Zur Begründung der Berufung verwies der Kläger auf die Ausführungen von Dr.N. vom 12.06.1995, Dr.F. im Gutachten vom 05.08.2001 und Dr.S. im Gutachten vom 16.04.2003. Er leide an Schmerzen im Bereich des rechten Ellenbogens sowie unter Kraftlosigkeit und Sensibilitätsstörungen der Hand. Insbesondere die Handkante und die Finger 4 und 5 seien pelzig und die Hand insgesamt kraftloser und ungeschickter als die linke. Es sei eine MdE von 20 v.H. gegeben.

Der Kläger stellt die Anträge aus dem Schriftsatz vom 09.07.2004.

Die Beklagte beantragt, die Berufung des Klägers zurückzuweisen.

Zur Ergänzung des Tatbestandes wird auf den wesentlichen Inhalt der beigezogenen Akte der Beklagten sowie der Klage- und Berufungsakten Bezug genommen.

Entscheidungsgründe:

Die form- und fristgerecht eingelegte Berufung ist zulässig, sachlich aber nicht begründet.

Von einer weiteren Darstellung der Entscheidungsgründe wird abgesehen, da die Berufung aus den Gründen der angefochtenen Entscheidung als unbegründet zurückgewiesen wird. (§ 153 Abs.2 SGG).

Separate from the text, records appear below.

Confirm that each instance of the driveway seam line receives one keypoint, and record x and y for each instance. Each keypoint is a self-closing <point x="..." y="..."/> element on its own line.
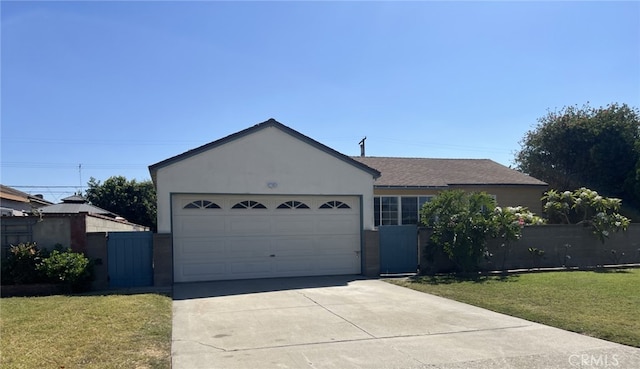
<point x="338" y="315"/>
<point x="373" y="338"/>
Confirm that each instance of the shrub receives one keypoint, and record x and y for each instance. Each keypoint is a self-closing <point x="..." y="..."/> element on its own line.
<point x="66" y="267"/>
<point x="587" y="207"/>
<point x="461" y="222"/>
<point x="21" y="264"/>
<point x="26" y="264"/>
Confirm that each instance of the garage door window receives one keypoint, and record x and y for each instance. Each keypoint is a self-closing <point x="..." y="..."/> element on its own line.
<point x="202" y="204"/>
<point x="293" y="205"/>
<point x="248" y="205"/>
<point x="334" y="205"/>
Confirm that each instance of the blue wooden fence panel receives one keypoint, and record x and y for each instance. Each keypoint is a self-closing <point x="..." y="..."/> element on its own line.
<point x="130" y="259"/>
<point x="398" y="249"/>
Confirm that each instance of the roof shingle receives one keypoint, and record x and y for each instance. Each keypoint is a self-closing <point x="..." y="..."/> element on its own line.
<point x="426" y="172"/>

Ergänzend ist darauf hinzuweisen, dass unstreitig noch diskrete Folgen der durch den Unfall vom 26.10.1989 erlittenen Schädigung des Ellennerven bestehen. Dies haben Dr.J. , dessen im Verwaltungsverfahren eingeholtes Gutachten im Wege des Urkundenbeweises verwertet wird, und Dr.P. bestätigt. Die Unfallfolgen sind aber so geringfügig, dass eine MdE von 20 v.H. nicht erreicht wird. Dr.N. hat im Befundbericht vom 26.11.2001 darauf hingewiesen, dass die Sulcus ulnaris-Läsion nach der Operation relativ stabil war. Dass keine wesentlichen Funktionseinschränkungen durch die Nervenschädigung bestehen, ergibt sich auch aus dem Gutachten des Orthopäden Dr.S. vom 15.06.2000 (S 2 RJ 68/99), der vollschichtige Hantierungen mit der rechten Hand für zumutbar hielt. Auch der Arbeitsmediziner Dr.B. erklärte im Gutachten vom 07.08.1997 (S 2 VS 234/96), es bestünde lediglich eine leichte Kraftminderung des fünften Fingers bei gleichmäßiger Beschwielung und gleichmäßiger grober Kraft beider Hände. Diese Feststellungen sprechen gegen eine Funktionsminderung der rechten Hand. Dr.F. hat im Gutachten vom 05.08.2001 (S 10 SB 2/88 99) Umfangsmaße der oberen Extremitäten angegeben, die keinerlei schonungsbedingte Muskelminderung zeigen. Insofern ist Dr.P. und Dr.F. zuzustimmen, dass eine MdE von 20 v.H. wegen der Sulcus ulnaris-Schädigung nicht gegeben ist.

Die Kostenentscheidung richtet sich nach § 193 SGG.

Gründe für die Zulassung der Revision gemäß § 160 Abs.2 Nrn.1 und 2 SGG liegen nicht vor.